Junior Briana Riley served as a communications intern on Bill Stephens’ winning campaign to the St. Louis City Board of Aldermen. (Photo by August Jennewein)

The #fliptheboard movement that put three newcomers on the St. Louis City Board of Aldermen this past election has at least one University of Missouri–St. Louis connection: communication student Briana Riley served as an intern on the winning campaign of new alderman Bill Stephens.

With a little over 51% of the vote, St. Louis Public Library employee Stephens, 27, beat incumbent Ward 12 Alderwoman Vicky Grass by just 90 votes (1421-1331) in the April 6 general election.

Riley, who is set to graduate in December with a bachelor’s degree and an emphasis in strategic communication, said her role in the upset was in helping build Stephens’ communications strategy. Riley worked with campaign communications director and mentor Robert Fischer.

“We pulled it off by canvassing,” Riley said of the campaign victory. “And I worked with my communications director on social media strategy, press releases, newsletters, media relations – all the good stuff. It was truly an amazing experience.”

Riley, 23, is a graduate of Clayton High School and attended Northern Virginia Community College and the University of Kansas before transferring to UMSL in 2019.
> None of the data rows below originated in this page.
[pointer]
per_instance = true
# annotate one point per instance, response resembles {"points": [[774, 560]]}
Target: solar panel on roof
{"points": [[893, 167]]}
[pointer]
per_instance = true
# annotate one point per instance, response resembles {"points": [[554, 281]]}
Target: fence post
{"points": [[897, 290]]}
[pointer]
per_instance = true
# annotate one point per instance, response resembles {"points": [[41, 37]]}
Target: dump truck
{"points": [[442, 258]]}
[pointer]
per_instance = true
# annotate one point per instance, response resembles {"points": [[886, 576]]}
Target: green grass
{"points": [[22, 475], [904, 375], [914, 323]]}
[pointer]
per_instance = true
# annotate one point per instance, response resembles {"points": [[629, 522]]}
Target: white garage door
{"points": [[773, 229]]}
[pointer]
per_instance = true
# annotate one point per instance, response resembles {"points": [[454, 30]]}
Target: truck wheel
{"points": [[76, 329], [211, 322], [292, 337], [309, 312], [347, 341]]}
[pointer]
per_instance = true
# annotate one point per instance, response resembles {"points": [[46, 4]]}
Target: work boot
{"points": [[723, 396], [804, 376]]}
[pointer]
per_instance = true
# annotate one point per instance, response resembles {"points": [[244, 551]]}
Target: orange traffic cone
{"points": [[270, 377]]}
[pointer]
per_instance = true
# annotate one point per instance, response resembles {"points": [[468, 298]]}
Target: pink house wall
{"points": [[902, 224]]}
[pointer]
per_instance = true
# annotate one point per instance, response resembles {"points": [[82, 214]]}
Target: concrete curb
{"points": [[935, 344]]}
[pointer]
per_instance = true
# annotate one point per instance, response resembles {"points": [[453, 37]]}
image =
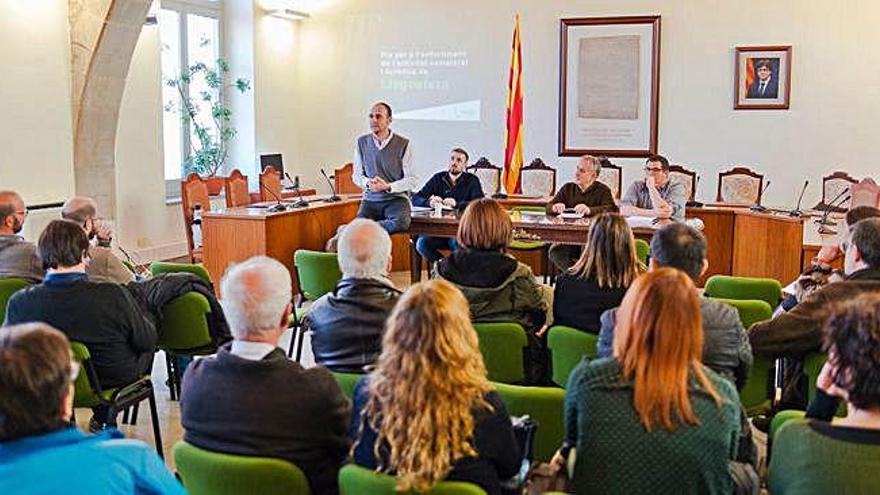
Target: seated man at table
{"points": [[347, 324], [656, 195], [454, 187], [586, 196], [250, 399]]}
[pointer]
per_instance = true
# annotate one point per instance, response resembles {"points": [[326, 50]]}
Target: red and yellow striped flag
{"points": [[513, 132]]}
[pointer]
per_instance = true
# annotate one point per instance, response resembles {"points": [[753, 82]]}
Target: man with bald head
{"points": [[103, 266], [347, 324], [18, 258], [250, 400]]}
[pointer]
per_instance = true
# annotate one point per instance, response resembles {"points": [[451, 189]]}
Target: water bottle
{"points": [[197, 226]]}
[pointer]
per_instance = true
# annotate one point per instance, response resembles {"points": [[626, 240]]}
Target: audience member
{"points": [[428, 412], [726, 345], [817, 456], [18, 258], [600, 278], [451, 188], [249, 399], [40, 451], [653, 419], [657, 195], [347, 323], [103, 265], [383, 168], [104, 317], [586, 196], [799, 331]]}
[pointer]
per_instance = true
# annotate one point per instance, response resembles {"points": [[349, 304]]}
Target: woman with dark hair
{"points": [[653, 418], [428, 412], [843, 456], [600, 278], [40, 452]]}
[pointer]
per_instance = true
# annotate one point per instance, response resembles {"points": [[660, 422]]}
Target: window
{"points": [[189, 32]]}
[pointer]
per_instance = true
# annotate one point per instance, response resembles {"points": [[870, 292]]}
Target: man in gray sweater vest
{"points": [[383, 168]]}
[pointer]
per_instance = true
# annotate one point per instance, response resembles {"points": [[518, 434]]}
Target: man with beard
{"points": [[18, 257]]}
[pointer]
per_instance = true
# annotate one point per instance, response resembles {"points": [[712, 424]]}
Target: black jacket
{"points": [[103, 316], [268, 408], [579, 302], [152, 295], [347, 324]]}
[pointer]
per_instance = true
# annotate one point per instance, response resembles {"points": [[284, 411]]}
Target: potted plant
{"points": [[209, 118]]}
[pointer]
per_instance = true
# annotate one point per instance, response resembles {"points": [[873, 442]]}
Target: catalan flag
{"points": [[513, 161]]}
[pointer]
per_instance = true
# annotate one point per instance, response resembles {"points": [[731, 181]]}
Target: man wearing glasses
{"points": [[656, 195], [18, 257]]}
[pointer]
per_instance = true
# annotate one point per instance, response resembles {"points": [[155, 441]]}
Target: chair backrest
{"points": [[489, 175], [184, 324], [688, 178], [270, 180], [160, 267], [838, 183], [612, 176], [750, 310], [740, 186], [8, 287], [193, 191], [568, 346], [356, 480], [237, 189], [865, 193], [545, 406], [343, 182], [643, 251], [317, 272], [502, 344], [537, 179], [215, 473], [727, 287]]}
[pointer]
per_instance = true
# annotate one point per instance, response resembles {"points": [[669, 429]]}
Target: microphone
{"points": [[334, 197], [796, 212], [277, 207], [758, 207]]}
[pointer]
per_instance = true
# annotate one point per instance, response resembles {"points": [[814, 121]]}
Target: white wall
{"points": [[36, 136], [317, 78]]}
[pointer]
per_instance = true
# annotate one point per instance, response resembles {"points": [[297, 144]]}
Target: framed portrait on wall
{"points": [[609, 86], [763, 78]]}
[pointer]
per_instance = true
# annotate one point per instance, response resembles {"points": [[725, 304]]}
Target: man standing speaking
{"points": [[383, 168]]}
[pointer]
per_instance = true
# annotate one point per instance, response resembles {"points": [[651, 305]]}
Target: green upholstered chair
{"points": [[534, 245], [727, 287], [643, 251], [347, 382], [356, 480], [161, 267], [8, 287], [89, 393], [183, 331], [545, 406], [567, 347], [756, 395], [317, 273], [750, 310], [502, 344], [213, 473]]}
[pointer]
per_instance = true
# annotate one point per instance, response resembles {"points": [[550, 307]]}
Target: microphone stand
{"points": [[758, 207], [796, 212], [334, 197], [277, 207]]}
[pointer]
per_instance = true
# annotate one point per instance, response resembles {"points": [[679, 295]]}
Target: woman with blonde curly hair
{"points": [[428, 413]]}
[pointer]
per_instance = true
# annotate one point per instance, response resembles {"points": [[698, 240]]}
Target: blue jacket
{"points": [[70, 461], [466, 189]]}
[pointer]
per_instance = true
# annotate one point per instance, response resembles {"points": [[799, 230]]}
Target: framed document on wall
{"points": [[609, 86]]}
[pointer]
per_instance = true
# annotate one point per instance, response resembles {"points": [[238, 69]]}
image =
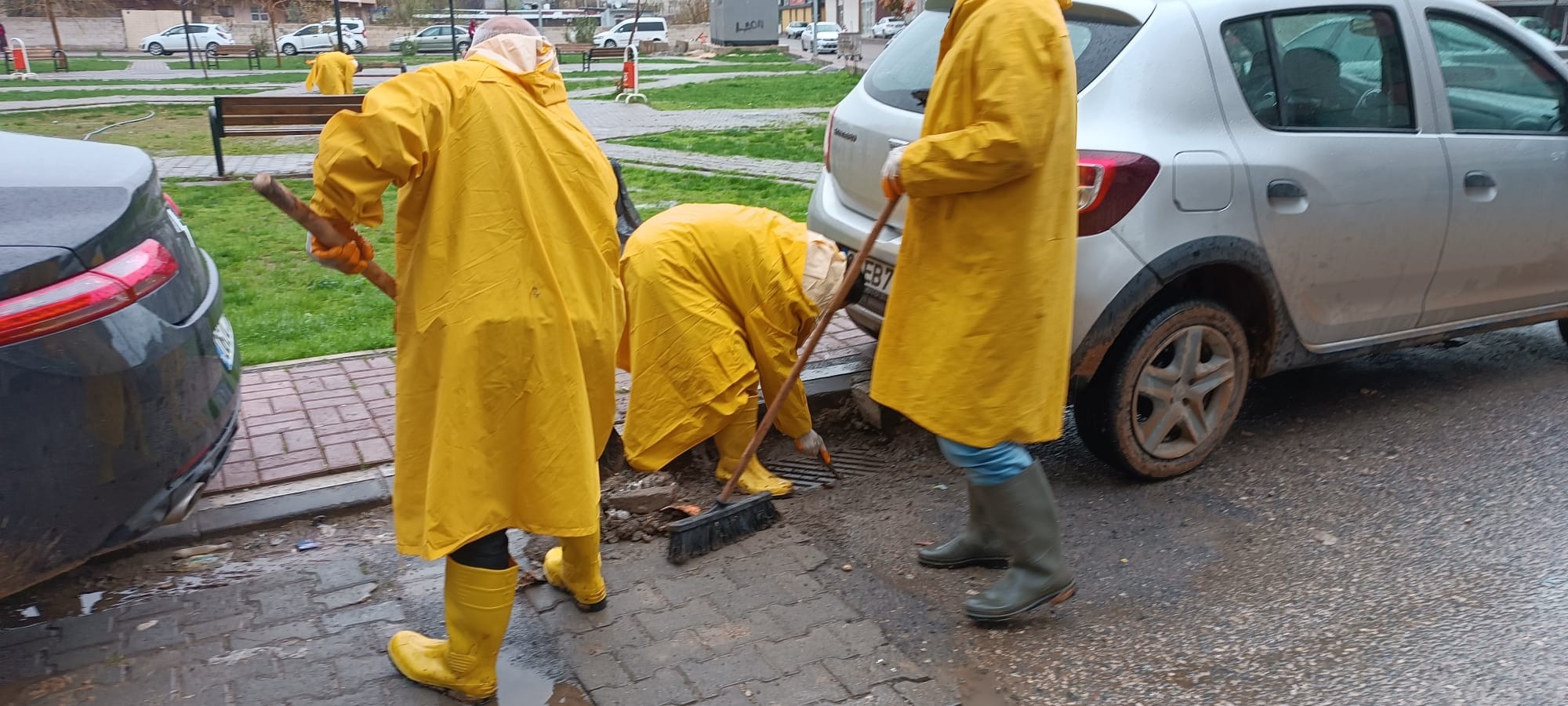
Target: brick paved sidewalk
{"points": [[311, 418], [747, 627]]}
“UMSL is close to home, and it’s a great school, especially because it’s affordable and flexible with my schedule,” said Riley, who works part-time as a server. “And I know a lot of people who love it here.”
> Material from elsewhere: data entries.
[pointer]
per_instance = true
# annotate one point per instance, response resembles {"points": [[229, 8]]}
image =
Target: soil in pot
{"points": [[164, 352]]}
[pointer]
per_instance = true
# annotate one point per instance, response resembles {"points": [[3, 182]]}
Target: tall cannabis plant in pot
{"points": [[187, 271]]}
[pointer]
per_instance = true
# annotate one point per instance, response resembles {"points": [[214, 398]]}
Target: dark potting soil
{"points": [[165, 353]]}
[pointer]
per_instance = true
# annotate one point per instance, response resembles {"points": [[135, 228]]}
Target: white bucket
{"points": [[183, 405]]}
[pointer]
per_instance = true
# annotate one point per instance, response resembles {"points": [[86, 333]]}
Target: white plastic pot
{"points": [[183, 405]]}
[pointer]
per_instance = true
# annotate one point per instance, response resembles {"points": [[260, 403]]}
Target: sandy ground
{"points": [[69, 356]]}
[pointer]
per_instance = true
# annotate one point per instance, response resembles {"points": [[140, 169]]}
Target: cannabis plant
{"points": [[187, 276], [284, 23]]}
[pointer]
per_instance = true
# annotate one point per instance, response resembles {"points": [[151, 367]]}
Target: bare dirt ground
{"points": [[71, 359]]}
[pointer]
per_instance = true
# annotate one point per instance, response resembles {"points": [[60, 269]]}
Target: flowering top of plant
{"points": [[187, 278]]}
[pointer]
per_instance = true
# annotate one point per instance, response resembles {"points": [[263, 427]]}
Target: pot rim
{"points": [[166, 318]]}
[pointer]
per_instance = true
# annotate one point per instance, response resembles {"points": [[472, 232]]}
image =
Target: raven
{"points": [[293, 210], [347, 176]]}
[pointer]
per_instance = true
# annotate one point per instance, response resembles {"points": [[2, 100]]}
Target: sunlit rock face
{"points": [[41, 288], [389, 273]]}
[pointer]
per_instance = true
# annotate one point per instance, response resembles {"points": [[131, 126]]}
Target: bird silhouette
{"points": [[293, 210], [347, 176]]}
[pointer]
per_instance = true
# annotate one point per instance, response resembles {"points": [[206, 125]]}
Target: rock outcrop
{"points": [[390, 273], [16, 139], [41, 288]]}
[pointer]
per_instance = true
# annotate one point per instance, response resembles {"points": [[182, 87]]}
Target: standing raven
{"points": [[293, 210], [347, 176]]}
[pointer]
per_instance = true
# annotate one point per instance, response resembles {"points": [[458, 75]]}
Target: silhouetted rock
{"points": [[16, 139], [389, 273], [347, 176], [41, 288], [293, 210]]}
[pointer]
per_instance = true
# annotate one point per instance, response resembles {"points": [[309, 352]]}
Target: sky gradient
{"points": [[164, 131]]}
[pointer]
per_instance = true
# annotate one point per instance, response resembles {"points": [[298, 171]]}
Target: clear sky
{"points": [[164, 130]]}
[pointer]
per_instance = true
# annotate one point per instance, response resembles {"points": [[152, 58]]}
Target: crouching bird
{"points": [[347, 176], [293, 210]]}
She said that her communications classes at UMSL helped prepare her for an internship with a political campaign. Riley’s most memorable class was taught by associate teaching professor Shannon Ahrndt.

“I had her in the Fall of 2019 for a professional communications course, and she taught me a lot about the professional world – not just about the field of communications but any career, any major,” Riley said.

With a special interest in public relations writing and social media, Riley was instantly drawn to the internship when it was posted online by the Department of Communication and Media.

“It seemed like right up my alley as far as what I wanted to do,” she said. “I actually learned a lot – more than I thought I would – and it gave me a better understanding of how things work.”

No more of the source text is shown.